Crise en Irak

Après une nuit de feux, réunion d'urgence du Parlement samedi

  • Publié le 7 septembre 2018 à 13:49
  • Actualisé le 7 septembre 2018 à 13:54

Le Parlement irakien a annoncé vendredi qu'il se réunirait le lendemain avec des ministres au sujet de la crise sociale et sanitaire à Bassora, ville du Sud où neuf manifestants ont été tués cette semaine et des bâtiments publics incendiés.

Bassora et sa province ont connu depuis début juillet plusieurs vagues de manifestations dénonçant la corruption des politiciens et la déliquescence des services publics malgré les richesses pétrolières de la région. Le malaise social est aggravé par une crise sanitaire dans cette zone côtière méridionale où la pollution de l'eau a mené à plus de 30.000 hospitalisations.

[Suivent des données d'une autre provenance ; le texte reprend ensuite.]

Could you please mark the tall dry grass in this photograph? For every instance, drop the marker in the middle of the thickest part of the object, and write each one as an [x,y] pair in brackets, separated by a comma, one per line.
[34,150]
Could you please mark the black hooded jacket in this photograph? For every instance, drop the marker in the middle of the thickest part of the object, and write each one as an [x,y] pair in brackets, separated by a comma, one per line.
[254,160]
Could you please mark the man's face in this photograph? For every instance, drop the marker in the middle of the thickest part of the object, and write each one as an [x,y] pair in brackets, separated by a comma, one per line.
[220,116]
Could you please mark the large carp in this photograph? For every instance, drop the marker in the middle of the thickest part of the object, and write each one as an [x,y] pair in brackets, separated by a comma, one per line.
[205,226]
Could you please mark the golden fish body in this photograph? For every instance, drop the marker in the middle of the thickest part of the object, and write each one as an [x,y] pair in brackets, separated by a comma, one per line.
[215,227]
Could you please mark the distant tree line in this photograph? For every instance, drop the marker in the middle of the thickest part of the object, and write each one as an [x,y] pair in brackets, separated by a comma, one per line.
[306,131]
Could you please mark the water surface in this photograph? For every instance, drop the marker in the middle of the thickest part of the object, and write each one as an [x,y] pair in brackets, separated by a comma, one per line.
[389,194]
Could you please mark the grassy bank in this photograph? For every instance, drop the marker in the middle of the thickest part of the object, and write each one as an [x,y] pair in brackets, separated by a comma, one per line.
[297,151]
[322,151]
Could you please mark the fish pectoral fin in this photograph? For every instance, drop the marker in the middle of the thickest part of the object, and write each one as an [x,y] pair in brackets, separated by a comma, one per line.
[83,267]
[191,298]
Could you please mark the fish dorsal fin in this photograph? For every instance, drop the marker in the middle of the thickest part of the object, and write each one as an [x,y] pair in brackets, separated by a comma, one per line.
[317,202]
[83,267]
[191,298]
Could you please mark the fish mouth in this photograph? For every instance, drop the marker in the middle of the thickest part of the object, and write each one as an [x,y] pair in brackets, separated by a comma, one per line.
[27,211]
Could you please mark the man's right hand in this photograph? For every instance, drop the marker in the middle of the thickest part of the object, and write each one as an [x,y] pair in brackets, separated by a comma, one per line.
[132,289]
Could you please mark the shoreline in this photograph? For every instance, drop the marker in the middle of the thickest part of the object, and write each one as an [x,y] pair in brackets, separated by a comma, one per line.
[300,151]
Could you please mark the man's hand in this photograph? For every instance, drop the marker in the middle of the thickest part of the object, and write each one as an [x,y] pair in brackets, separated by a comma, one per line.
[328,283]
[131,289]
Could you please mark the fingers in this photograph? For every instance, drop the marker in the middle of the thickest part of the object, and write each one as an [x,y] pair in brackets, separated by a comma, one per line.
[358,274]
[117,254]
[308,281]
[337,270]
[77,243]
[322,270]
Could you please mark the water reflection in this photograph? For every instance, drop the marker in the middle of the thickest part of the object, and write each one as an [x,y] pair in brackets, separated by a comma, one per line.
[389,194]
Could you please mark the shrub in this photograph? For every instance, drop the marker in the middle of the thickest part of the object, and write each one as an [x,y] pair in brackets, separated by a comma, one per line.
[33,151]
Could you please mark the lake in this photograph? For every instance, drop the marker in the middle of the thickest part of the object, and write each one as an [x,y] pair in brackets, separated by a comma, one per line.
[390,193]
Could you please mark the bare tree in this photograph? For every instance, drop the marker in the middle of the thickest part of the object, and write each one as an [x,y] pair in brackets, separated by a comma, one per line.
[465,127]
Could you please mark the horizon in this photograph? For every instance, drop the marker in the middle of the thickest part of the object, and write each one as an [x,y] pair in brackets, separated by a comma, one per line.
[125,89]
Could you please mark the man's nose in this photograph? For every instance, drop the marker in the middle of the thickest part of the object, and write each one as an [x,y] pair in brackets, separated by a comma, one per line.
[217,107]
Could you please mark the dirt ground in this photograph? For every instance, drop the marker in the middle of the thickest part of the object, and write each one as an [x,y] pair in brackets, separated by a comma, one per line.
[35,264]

Depuis mardi, les protestations quotidiennes émaillées d'incendies de bâtiments officiels et de sièges de partis et groupes armés ont fait neuf morts parmi les manifestants, selon Mehdi al-Tamimi, chef du Conseil provincial des droits de l'Homme. Les autorités ont décrété un couvre-feu jeudi soir après de nouveaux incidents.

Cette crise intervient à un moment de paralysie politique à Bagdad. Après de longs mois à recompter les voix des législatives de mai, le Parlement irakien n'est pas parvenu à s'accorder sur l'élection de son président lors de sa séance inaugurale lundi. Il a convenu de se réunir de nouveau le 15 septembre alors que les tractations pour former une coalition gouvernementale se poursuivent.

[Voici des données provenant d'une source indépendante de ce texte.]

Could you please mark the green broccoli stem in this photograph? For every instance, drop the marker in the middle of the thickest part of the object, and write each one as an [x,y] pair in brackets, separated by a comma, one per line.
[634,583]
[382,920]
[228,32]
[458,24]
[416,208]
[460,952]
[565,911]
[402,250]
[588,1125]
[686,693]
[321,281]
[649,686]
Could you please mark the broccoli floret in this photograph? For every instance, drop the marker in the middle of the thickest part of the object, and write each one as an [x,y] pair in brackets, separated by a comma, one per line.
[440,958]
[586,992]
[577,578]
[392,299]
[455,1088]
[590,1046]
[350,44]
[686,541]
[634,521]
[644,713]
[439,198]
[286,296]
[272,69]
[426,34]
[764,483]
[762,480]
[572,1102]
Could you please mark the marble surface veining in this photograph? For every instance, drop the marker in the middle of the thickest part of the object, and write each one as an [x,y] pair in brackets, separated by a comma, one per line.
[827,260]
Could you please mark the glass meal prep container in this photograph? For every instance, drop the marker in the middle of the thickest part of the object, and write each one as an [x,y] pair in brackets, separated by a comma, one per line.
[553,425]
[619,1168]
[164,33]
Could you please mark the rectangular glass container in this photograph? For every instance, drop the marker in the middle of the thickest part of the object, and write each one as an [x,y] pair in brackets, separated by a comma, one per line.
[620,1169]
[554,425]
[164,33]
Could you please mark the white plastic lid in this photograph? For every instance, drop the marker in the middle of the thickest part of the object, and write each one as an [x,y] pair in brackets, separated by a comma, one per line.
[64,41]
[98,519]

Il a toutefois annoncé vendredi convoquer une réunion extraordinaire au sujet de la crise à Bassora, au lendemain d'un appel du leader chiite Moqtada Sadr, vainqueur des législatives, aux députés afin qu'ils convoquent les ministres en charge pour qu'ils exposent des "solutions radicales et immédiates". Cette convocation intervient quelques heures après que trois obus se sont abattus sur l'ultra-sécurisée zone verte de Bagdad où se trouvent les institutions irakiennes, notamment le Parlement. L'attaque, un incident rare et dont les auteurs n'ont pas été identifiés, n'a fait "ni victime ni dégât", selon les autorités.

- Négligence "intentionnelle" -

Moqtada Sadr, ancien chef de milice devenu héraut des manifestations anticorruption, avait donné jusqu'à dimanche aux ministres et aux députés pour se réunir. Sinon "qu'ils quittent tous leur poste", avait-il lancé. Peu après, le Premier ministre sortant, Haider Al-Abadi, qui tente d'obtenir un second mandat en formant avec M. Sadr une coalition, s'était dit prêt à se rendre au Parlement. Moqtada Sadr, dont les partisans avaient mené un long sit-in dans la Zone verte en 2016 pour dénoncer la corruption, a par ailleurs appelé à "des manifestations de colère pacifiques à Bassora", un appel qui pourrait être suivi dans d'autres villes lors de la journée traditionnelle de mobilisation du vendredi.

Pour Mehdi al-Tamimi, chef du Conseil des droits de l'Homme à Bassora, "la rue de Bassora s'est soulevée en réponse à une politique gouvernementale intentionnelle de négligence". Exaspérés d'attendre des services publics performants et le limogeage de dirigeants qu'ils estiment corrompus, les habitants de la province pétrolière de Bassora ont repris il y a quelques jours les manifestations lancées début juillet. Elles s'étaient essoufflées après des promesses du gouvernement d'investir des millions de dollars pour améliorer le quotidien.

En comptant les neuf morts enregistrés depuis mardi, la contestation sociale qui agite sporadiquement l'Irak depuis juillet a fait 24 morts.
A Bassora, les défenseurs des droits de l'Homme accusent les forces de l'ordre d'avoir tiré à balles réelles et d'être responsables des décès, Bagdad assure avoir interdit l'usage de balles réelles et pointe du doigt des "vandales" infiltrés parmi les manifestants.

Dans la nuit de jeudi à vendredi, les manifestations qui se concentraient autour du siège du gouvernorat, ont gagné d'autres lieux symboliques du pouvoir comme les sièges de partis et de puissants groupes armés. "Cela fait longtemps que nous mettons les autorités en garde et le gouvernement ainsi que le Premier ministre doivent mettre fin aux souffrances des habitants de Bassora", assure M. Tamimi.

Déchiré par des années de violences depuis l'invasion américaine de 2003, l'Irak se remet d'une guerre contre les jihadistes du groupe Etat islamique (EI). Malgré l'importance des recettes pétrolières --7,7 milliards d'euros d'exportations en août--, le pays connaît un fort chômage et des pénuries d'eau et d'électricité.